First human trafficking indictments in Cullman County

Updated 8-29-17 12:05 p.m.

Woods was re-arrested on Monday on the charges for which he was indicted. He was given a $141,000 property bond and has since bonded out.


CULLMAN COUNTY -  A Fairview man was indicted on July 20 on two counts of first-degree human trafficking. The indictments are the first for human trafficking in Cullman County history.

A grand jury returned two true bills of indictment for Kenneth Loyd Woods, 49, stemming from his arrest on May 9, 2017.

Of his arrest, the Cullman County Sheriff’s Office said at the time, “During an investigation, Cullman County Sheriff’s Office (CCSO) investigators learned that Woods, a registered sex offender, was possibly distributing pills and alcohol to underage students at a Cullman County high school. As the investigation progressed it was determined that the suspect would allegedly demand payment, ‘other than a monetary value,’ for the pills and alcohol that he was selling to the underage students.”

The Tribune has learned from multiple sources that the high school was Fairview High School.

Woods is now facing a total of eight felony charges.

The first indictment is for electronic solicitation of a child, transmission of obscene material to a minor, second-degree rape, enticing a child for immoral purposes and first-degree human trafficking.

The second is for electronic solicitation of a child, transmission of obscene material to a minor and first-degree human trafficking.

Woods was jailed on a $165,000 cash bond back on May 9; however, his attorneys, Berry, Berry, Little and Chaney, filed a motion to convert his bond to property on May 15, citing Woods’ chronic health issues, disability, age, lack of means to flee, strong ties to the community, number of family members willing to post his bond and that Woods is “not a threat to society.” According to court records, Cullman County District Judge Rusty Turner signed the order converting Woods’ bond to a $400,000 property bond on May 15. Woods’ family bonded him out shortly after.

According to the Code of Alabama, A person commits the crime of human trafficking in the first degree if:

(1) He or she knowingly subjects another person to labor servitude or sexual servitude through use of coercion or deception.

(2) He or she knowingly obtains, recruits, entices, solicits, induces, threatens, isolates, harbors, holds, restrains, transports, provides, or maintains any minor for the purpose of causing a minor to engage in sexual servitude.

As of press time, Loyd has not yet been re-arrested.

Cullman County District Attorney Wilson Blaylock was mum on details of the case, saying, “I’d rather not say any more specifics. I just want to let that (human trafficking definition) stand on its own.”
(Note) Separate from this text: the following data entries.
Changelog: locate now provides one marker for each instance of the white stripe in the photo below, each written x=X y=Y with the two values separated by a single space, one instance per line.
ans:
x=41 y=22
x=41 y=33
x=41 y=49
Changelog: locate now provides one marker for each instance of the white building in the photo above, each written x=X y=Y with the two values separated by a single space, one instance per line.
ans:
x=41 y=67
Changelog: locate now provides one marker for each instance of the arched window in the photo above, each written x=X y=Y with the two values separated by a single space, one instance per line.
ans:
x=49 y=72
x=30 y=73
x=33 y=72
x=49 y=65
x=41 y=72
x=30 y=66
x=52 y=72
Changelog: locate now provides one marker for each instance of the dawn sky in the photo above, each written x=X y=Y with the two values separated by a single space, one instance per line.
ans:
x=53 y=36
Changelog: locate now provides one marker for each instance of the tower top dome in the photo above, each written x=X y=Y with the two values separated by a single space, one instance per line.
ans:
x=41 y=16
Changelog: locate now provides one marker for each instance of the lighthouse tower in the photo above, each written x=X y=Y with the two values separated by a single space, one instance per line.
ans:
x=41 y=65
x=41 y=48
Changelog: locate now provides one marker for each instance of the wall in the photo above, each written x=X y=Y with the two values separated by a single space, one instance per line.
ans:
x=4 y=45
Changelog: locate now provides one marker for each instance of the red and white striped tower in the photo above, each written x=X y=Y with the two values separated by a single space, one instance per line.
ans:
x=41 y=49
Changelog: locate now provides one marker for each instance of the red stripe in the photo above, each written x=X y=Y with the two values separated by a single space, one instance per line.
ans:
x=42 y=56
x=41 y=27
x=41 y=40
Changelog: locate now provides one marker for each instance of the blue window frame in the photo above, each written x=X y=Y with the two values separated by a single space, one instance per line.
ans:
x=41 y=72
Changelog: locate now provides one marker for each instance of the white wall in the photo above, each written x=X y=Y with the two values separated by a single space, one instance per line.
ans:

Blaylock is a member of the Cullman County Human Trafficking Task Force, along with chairperson Kathy Wilson, who said, “As the task force chair and a juvenile probation officer this is great news, but also very sad. I couldn't be more pleased with the efforts of our law enforcement and DA's office! They work tirelessly on keeping our community safe. We knew it was only a matter of time before our city was exposed to this epidemic.”

Blaylock said Woods could face from 10-99 years or even life in prison if convicted.

Woods’ next scheduled court date is for further pleading on Oct. 13. A jury trial is set for Dec. 11.